Alfredsson may be gambling a bit, but the Red Wings annually seem to contend for a title. Even in what might be considered a down year for the club, Detroit had eventual Stanley Cup champion Chicago on the ropes in the second round this postseason.
"I didn't really see myself making a change if you would have asked me a week ago, but as we got closer to free agency, thoughts started creeping in I've played 18 years and haven't won a Stanley Cup," he said.
Alfredsson felt the Wings are closer to Cup contention than Ottawa right now, which mainly triggered the move.
"I feel that in Ottawa they are getting closer and closer and they have a really bright future in front of them, but at this point in my career there's not much left," Alfredsson said. "I don't have the time to wait for that."

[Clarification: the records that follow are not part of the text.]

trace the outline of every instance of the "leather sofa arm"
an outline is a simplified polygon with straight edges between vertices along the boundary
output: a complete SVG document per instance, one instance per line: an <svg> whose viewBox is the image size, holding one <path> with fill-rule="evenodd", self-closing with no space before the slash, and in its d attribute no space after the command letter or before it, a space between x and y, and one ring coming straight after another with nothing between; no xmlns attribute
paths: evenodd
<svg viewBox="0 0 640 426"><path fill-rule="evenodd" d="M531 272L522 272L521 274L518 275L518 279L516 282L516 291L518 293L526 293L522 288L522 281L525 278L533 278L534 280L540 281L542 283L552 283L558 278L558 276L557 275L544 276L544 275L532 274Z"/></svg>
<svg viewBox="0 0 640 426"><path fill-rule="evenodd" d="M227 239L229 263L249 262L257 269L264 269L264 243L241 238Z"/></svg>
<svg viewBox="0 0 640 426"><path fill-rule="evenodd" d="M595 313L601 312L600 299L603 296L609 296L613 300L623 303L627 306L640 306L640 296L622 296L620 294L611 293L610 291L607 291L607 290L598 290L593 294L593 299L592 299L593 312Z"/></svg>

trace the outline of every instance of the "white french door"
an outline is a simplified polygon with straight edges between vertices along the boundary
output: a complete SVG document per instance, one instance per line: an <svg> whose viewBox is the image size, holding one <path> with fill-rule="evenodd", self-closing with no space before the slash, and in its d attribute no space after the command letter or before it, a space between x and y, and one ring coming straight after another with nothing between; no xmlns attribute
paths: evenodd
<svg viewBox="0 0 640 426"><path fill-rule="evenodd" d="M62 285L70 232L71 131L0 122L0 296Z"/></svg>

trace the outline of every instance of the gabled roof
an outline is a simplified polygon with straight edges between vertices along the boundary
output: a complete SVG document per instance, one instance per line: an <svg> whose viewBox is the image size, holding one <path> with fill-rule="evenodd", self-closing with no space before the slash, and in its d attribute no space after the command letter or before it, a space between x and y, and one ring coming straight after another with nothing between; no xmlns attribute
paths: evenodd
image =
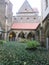
<svg viewBox="0 0 49 65"><path fill-rule="evenodd" d="M38 26L39 26L39 23L14 23L11 29L36 30Z"/></svg>
<svg viewBox="0 0 49 65"><path fill-rule="evenodd" d="M33 12L32 8L27 0L24 1L23 5L19 9L18 13L20 13L20 12Z"/></svg>

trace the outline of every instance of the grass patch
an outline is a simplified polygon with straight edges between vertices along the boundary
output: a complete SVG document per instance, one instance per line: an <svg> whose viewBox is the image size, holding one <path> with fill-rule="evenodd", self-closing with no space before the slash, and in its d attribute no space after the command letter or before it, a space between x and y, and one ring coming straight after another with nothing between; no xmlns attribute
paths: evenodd
<svg viewBox="0 0 49 65"><path fill-rule="evenodd" d="M0 45L0 65L49 65L48 51L27 51L26 47L18 42Z"/></svg>

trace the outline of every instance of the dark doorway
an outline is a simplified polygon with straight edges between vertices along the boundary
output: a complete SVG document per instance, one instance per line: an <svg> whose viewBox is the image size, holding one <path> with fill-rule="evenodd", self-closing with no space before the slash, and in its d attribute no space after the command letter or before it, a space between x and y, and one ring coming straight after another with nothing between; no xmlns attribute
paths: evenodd
<svg viewBox="0 0 49 65"><path fill-rule="evenodd" d="M30 40L35 40L35 35L30 32L28 35L27 35L27 39L30 39Z"/></svg>

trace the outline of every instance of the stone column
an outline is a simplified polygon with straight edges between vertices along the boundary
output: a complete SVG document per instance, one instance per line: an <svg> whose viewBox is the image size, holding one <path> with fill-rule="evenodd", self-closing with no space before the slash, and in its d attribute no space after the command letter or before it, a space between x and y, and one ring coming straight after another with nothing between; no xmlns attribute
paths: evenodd
<svg viewBox="0 0 49 65"><path fill-rule="evenodd" d="M48 50L48 37L46 38L46 49Z"/></svg>

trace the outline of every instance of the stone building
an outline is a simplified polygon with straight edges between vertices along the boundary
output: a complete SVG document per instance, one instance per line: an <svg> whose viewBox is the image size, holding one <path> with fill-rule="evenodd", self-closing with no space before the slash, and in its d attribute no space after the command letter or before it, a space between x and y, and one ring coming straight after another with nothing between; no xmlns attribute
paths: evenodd
<svg viewBox="0 0 49 65"><path fill-rule="evenodd" d="M12 6L9 0L0 0L0 27L4 31L3 37L12 24Z"/></svg>
<svg viewBox="0 0 49 65"><path fill-rule="evenodd" d="M13 25L9 36L11 35L15 39L21 37L39 40L40 16L38 13L37 8L32 8L28 1L25 0L16 16L13 16Z"/></svg>
<svg viewBox="0 0 49 65"><path fill-rule="evenodd" d="M48 49L49 46L49 0L41 0L42 6L42 42L45 44Z"/></svg>

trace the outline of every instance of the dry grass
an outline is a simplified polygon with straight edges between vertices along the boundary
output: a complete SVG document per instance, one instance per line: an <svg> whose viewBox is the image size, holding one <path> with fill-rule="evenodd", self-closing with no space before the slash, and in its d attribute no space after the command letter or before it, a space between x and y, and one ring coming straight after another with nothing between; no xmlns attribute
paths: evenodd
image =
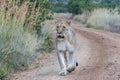
<svg viewBox="0 0 120 80"><path fill-rule="evenodd" d="M117 9L95 9L91 13L76 15L74 19L86 24L87 27L120 32L120 14Z"/></svg>
<svg viewBox="0 0 120 80"><path fill-rule="evenodd" d="M49 34L49 31L43 31L38 39L33 30L37 17L41 15L34 4L26 1L18 6L12 0L7 1L0 1L0 79L6 75L9 68L29 66L37 58L36 50L43 48ZM30 5L31 15L28 17ZM42 30L46 28L42 27Z"/></svg>

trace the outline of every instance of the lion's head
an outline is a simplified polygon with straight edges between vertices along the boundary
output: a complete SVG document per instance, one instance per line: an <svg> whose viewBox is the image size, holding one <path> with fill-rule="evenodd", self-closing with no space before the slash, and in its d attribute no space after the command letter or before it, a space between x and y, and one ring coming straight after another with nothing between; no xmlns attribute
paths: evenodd
<svg viewBox="0 0 120 80"><path fill-rule="evenodd" d="M56 25L57 40L65 40L71 21L59 22Z"/></svg>

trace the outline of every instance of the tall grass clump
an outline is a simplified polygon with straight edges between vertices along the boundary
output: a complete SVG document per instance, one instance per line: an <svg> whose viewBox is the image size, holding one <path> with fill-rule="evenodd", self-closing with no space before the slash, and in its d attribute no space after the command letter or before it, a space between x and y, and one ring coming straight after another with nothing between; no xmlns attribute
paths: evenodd
<svg viewBox="0 0 120 80"><path fill-rule="evenodd" d="M43 48L45 40L46 46L51 46L49 33L43 32L40 25L48 18L49 9L36 3L24 1L18 5L14 0L0 1L0 79L12 69L23 69L33 63L38 56L36 50Z"/></svg>
<svg viewBox="0 0 120 80"><path fill-rule="evenodd" d="M120 32L120 14L117 9L95 9L87 19L87 27Z"/></svg>

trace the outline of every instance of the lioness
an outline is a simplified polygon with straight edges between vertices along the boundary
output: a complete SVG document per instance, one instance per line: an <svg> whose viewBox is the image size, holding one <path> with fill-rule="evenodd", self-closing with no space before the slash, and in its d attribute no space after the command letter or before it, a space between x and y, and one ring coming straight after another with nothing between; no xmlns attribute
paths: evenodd
<svg viewBox="0 0 120 80"><path fill-rule="evenodd" d="M76 38L71 27L71 21L56 24L56 47L60 64L60 75L65 76L68 72L75 70L76 62Z"/></svg>

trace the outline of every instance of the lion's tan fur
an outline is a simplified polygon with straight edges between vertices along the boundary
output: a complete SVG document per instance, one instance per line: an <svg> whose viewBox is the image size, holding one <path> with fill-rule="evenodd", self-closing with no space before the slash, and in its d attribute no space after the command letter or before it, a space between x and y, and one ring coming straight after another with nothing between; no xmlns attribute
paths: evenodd
<svg viewBox="0 0 120 80"><path fill-rule="evenodd" d="M61 67L60 75L66 75L67 70L73 71L76 67L75 33L71 27L71 21L58 23L56 26L56 31L56 47L58 60Z"/></svg>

Fellow Swede and Red Wings captain Henrik Zetterberg played a prominent role in Alfredsson's recruitment, the newest Red Wing said. However, having good friends on the team isn't the only thing Alfredsson likes about the Wings.

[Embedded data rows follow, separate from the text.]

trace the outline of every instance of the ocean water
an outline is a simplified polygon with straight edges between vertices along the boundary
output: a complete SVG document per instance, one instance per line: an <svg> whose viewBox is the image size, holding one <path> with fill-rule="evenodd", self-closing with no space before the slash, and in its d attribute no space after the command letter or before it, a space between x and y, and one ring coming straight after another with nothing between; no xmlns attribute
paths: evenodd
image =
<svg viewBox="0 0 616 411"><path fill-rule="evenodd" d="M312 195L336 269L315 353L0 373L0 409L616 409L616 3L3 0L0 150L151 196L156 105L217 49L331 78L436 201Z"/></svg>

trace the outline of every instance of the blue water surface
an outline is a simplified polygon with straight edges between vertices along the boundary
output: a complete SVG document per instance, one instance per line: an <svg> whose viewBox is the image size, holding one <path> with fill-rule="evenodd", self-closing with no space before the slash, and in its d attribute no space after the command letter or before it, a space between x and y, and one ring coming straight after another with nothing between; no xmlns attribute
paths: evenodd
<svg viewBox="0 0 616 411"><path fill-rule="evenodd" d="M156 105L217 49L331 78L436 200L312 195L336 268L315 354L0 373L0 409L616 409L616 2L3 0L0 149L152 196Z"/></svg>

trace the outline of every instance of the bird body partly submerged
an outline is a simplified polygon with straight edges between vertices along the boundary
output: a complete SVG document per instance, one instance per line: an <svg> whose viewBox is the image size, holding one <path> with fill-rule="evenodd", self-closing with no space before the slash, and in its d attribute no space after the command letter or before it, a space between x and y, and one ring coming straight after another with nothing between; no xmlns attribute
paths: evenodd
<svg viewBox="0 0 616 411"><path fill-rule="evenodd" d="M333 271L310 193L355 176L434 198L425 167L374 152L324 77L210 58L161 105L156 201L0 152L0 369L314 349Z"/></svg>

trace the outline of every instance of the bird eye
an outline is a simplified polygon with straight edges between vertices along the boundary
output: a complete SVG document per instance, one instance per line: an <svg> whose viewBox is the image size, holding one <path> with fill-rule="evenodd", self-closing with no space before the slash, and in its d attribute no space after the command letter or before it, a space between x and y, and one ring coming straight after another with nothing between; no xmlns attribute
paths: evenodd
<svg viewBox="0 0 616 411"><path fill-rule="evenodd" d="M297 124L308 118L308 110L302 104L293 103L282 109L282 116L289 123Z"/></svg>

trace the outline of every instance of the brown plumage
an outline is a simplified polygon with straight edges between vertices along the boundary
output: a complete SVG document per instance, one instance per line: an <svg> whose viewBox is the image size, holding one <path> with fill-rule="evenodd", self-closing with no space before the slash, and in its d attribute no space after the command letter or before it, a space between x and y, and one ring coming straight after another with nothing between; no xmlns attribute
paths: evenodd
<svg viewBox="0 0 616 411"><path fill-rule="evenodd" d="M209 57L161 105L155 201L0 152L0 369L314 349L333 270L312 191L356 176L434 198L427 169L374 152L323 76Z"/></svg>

"I just really like the way Detroit plays hockey," he said. "It's a possession game, a push-the-play game. I just felt with their personnel I could come in and be of help in different areas and be part of something really good. I know a few of the guys from before, I know how they play. The culture of Detroit really thrills me with what I've heard."
The Red Wings have long been a team that leans heavily on veteran players and has never shied away from acquiring older, past-their-prime guys to bring some added experience to their lineup. Additionally the team was able to add free agent Stephen Weiss, who should help revamp the club's top six forwards.
Alfredsson still has something left in the tank and the opportunity to compete for the Stanley Cup could energize the former Senator, after looking pretty worn down after Ottawa's postseason loss to the Pittsburgh Penguins.
The 40-year-old winger appeared in 1,178 career games with the Senators, amassing 1,108 points over 18 seasons. He knows how his leaving Ottawa may be perceived in the place he called home for 18 years.
"I'm not worried about my legacy," he said. "I expect there will be resentment and anger from fans. I think there definitely should be. I have my favorite sport teams, too, and if something happens to the players on my team that I don't like, that doesn't benefit me, I don't like it."
As tough as it was to leave the Senators, Alfredsson only has one thing in his mind right now.
"This is truly a situation to me that this is about me, it's a decision I make for myself, not for anybody else," he continued. "It's all about trying to get the Stanley Cup."